I just noticed that BIP360 doesn't appear to specify the exact hash function to be used in SPHINCS

BIP360 specifies a new witness version and address format: P2TSH (effectively taproot without the Elliptic Curve Crypto). It is agnostic to the cryptography or opcodes used in script. The changes which actually define the PQ crypto suites to add into Bitcoin consensus will be part of a new BIP that is still being drafted at the moment.


This is the same code used by PQClean, so any benchmark on libbitcoinpqc should be roughly equivalent to the PQClean performance shown in my article.*

different implementations have chosen different functions.
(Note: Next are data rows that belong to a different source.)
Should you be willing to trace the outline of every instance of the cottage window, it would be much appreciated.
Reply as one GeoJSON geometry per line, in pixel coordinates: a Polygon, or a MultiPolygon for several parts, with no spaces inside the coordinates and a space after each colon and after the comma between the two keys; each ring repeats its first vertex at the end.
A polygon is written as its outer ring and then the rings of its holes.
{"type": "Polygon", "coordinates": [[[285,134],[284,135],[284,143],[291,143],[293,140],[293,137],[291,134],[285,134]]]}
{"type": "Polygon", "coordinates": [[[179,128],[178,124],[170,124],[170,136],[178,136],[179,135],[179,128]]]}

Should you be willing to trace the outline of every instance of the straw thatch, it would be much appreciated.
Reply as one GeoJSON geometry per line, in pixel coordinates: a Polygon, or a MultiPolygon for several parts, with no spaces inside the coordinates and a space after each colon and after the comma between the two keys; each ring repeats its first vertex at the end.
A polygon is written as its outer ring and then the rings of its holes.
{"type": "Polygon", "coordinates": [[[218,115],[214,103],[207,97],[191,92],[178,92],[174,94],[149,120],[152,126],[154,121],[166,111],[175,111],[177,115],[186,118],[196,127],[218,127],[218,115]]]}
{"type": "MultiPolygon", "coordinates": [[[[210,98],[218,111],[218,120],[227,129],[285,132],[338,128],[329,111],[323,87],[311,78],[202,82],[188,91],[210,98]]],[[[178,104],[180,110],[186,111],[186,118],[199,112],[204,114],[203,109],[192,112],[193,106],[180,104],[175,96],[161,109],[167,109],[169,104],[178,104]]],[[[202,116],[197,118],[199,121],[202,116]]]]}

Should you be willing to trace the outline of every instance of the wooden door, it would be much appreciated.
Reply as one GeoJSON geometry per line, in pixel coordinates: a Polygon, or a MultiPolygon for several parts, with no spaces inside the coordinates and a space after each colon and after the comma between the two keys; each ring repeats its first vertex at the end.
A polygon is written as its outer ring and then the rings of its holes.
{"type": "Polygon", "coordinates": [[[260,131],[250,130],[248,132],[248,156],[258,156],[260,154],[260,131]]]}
While initially there was some debate about the choice of hash function to use for SLH-DSA, we ultimately decided to propose only SHA2, for a number of reasons: Better legacy hardware support, better software performance, easier implementation, and less controversy. Any security benefit of using SHA3 would be nullified by the fact the rest of Bitcoin already depends on collision resistance of SHA2 for security.

regards,
conduition


* Since publishing my article, closer inspection has shown me that the PQClean team actually made some significant changes to the reference code, such as adding malloc/free calls on performance-critical code paths. Benchmarks on my PC show the SPHINCS+ team's reference code is noticably faster than PQClean, especially their 'clean' (non-AVX) code which signs in only 250ms on my CPU, compared to PQClean at 438ms. So PQClean is not the fastest open-source SLH-DSA implementation I know of anymore. SLHVK still blows both of them out of the water, but nonetheless I plan to update the article once I find some time in the new year.